Minister of Small Holder Development
- In office 2001–2004

Deputy Minister of Public Estate Management & Development
- In office 2007–2010

Deputy Minister of Fisheries & Aquatic Resources Development
- In office 2010 – 9 January 2015

Member of Parliament for Trincomalee District
- In office 2010–2020

Member of Parliament for Ratnapura District
- In office 1994–2010

Personal details
- Born: 6 April 1961 (age 65)
- Party: Sri Lanka Freedom Party United National Party
- Other political affiliations: United People's Freedom Alliance

= Susantha Punchinilame =

Sri Lankan politician

Galgamuwa Vidanalage Susantha Punchinilame (born 6 April 1961) is a Sri Lankan politician, originally from Ratnapura and the son of G. V. Punchinilame.
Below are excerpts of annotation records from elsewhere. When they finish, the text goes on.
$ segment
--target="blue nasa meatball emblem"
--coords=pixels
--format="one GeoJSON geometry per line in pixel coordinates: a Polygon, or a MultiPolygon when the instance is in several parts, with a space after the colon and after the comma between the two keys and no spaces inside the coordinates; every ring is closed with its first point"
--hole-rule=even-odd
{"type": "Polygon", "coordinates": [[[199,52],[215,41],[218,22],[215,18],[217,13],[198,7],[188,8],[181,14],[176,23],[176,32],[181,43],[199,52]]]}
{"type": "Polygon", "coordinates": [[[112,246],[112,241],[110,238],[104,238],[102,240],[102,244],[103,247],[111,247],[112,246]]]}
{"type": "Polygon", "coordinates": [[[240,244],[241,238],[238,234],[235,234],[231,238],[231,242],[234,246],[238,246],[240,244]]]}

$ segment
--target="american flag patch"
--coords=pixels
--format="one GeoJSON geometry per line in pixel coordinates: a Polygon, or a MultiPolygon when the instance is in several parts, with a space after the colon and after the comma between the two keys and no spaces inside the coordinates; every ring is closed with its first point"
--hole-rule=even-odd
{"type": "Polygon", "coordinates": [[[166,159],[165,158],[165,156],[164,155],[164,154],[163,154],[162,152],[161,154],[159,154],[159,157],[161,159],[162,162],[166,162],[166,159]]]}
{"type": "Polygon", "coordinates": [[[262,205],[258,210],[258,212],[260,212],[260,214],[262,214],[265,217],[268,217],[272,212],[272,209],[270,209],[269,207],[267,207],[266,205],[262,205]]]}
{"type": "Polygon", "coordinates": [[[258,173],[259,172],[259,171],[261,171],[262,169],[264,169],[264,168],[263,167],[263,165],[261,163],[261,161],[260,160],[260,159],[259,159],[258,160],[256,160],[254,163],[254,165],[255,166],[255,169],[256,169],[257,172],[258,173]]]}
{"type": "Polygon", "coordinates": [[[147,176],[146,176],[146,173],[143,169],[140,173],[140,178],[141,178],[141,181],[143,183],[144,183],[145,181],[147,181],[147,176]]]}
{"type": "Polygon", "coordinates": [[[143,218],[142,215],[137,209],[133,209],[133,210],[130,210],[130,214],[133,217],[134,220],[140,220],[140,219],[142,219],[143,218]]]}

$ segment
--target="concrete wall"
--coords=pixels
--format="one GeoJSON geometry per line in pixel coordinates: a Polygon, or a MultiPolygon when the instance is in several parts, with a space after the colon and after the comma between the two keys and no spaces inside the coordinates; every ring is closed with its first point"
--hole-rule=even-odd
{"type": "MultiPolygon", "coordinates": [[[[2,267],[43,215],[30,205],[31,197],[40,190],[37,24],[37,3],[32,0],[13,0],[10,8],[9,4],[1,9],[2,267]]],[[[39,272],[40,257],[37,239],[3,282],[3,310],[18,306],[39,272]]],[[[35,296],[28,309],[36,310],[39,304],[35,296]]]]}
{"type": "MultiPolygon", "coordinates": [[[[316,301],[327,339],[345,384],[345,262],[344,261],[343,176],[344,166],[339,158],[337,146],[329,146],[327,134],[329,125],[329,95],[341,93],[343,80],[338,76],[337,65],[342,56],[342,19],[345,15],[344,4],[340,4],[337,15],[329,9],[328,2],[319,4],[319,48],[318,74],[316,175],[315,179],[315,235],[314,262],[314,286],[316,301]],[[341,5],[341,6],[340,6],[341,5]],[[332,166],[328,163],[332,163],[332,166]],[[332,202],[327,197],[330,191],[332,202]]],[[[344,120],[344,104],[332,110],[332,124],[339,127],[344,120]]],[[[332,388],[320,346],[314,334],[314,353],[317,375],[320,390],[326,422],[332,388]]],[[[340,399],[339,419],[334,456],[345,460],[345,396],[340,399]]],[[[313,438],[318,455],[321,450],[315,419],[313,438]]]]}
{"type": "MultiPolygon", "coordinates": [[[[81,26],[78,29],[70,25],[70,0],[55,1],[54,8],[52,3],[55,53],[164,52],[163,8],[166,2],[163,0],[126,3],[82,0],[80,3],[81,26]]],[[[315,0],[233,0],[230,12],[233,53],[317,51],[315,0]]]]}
He is a member of parliament and a government minister.

== Criminal charges ==
He was the main suspect in the murder of Nalanda Ellawala, a member of parliament who was killed during a shootout between supporters of the United National Party and the People's Alliance in Kuruwita on 11 February 1997. However, Punchinilame was cleared of all charges and subsequently released on 18 December 2013.
Furthermore he is the main suspect of Padmasiri Threemavithana's murder in Koslanda, Sri Lanka.